Otjikoto mine different ball game…. Incentives won’t be enough

Chamwe Kaira

While Namibia has a history of providing mining companies with tax breaks to help them stay afloat and extend the life of mine, the situation with gold producer, B2Gold Namibia is different because the ore body at its Otjikoto mine is depleted.

“Unfortunately, our case is a situation where the ore body has been depleted. Even if we had a tax break, free diesel or didn’t have to pay any taxes, we would not continue because we simply because we don’t have any ore left to mine by end of 2025, as we go gradually through our phased closes,” B2Gold Country Manager, John Roos told Observer Money this week.

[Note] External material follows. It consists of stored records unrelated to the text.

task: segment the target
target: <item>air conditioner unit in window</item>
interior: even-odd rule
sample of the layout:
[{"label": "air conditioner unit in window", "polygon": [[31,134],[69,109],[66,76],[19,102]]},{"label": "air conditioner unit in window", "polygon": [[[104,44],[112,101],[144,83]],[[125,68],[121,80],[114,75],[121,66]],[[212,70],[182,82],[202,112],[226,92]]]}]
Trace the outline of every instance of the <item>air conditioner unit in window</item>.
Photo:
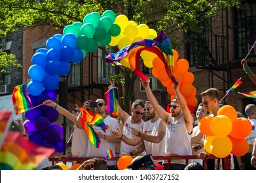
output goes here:
[{"label": "air conditioner unit in window", "polygon": [[10,93],[10,87],[8,84],[4,84],[0,86],[0,94]]}]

In the eight-year period since commercial production was declared, from March 2015 up to 31 December 2022, B2Gold Namibia contributed N$19.5 billion to the Namibian economy. This contribution was through local procurement, indirect taxes, salaries and wages, corporate income tax, PAYE, royalties and export levies and corporate social investments projects.

For 2023, revenue is expected to be around N$7 billion, the company expects to pay N$1.1 billion in corporate and income tax, N$280 million in royalties and export levies and N$26 million is expected to be spent on corporate social investment.

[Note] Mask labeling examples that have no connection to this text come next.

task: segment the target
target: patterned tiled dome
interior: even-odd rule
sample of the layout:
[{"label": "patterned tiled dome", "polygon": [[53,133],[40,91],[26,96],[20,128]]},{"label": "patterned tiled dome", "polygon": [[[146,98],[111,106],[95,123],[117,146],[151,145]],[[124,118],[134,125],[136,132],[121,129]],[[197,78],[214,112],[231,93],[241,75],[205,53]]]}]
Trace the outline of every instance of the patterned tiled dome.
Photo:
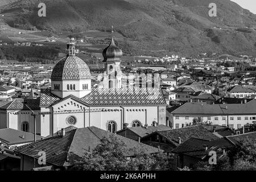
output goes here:
[{"label": "patterned tiled dome", "polygon": [[53,81],[90,78],[88,66],[77,56],[68,56],[61,59],[54,67],[51,77],[51,79]]}]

Despite this dilemma, Roos said the company has detailed, aggressive exploration programme around Otjikoto and has so far spent NS$45 million on exploration activities in the current financial year.

“Next year we are also looking at a very good budget,” he said.

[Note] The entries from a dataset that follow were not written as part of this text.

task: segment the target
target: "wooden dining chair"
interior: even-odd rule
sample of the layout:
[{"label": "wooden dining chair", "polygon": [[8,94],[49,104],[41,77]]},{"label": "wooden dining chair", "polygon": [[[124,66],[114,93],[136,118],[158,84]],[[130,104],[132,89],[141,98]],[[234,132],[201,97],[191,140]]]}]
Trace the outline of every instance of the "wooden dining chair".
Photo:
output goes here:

Roos declined to comment on the prospects of the exploration finding new ore bodies.

“I cannot speak about prospects or things that we have identified, unfortunately that is not for the wider audience at the moment. We are not looking at an open pit mine anymore but it could potentially become an underground mine beyond 2026. This will depend on new ore bodies being discovered.

“We are going to close down the open pit, we have to retrench open pit employees,” he said.

Roos gave the break down that B2Gold has about 850 workers at the mine at the moment permanently employed.

“Next year, we are looking at 250 employees that will be impacted (retrenched). To put that in perspective that is 29 percent of the workforce and our mining tonnage reduction is also about 30 percent next year. After that 2025 then it goes down to zero. So by 2025, we will not have open pit employees anymore.”

B2Gold Namibia is a 90 percent owned subsidiary of B2Gold. The remaining 10 percent is owned by EVI Mining Company.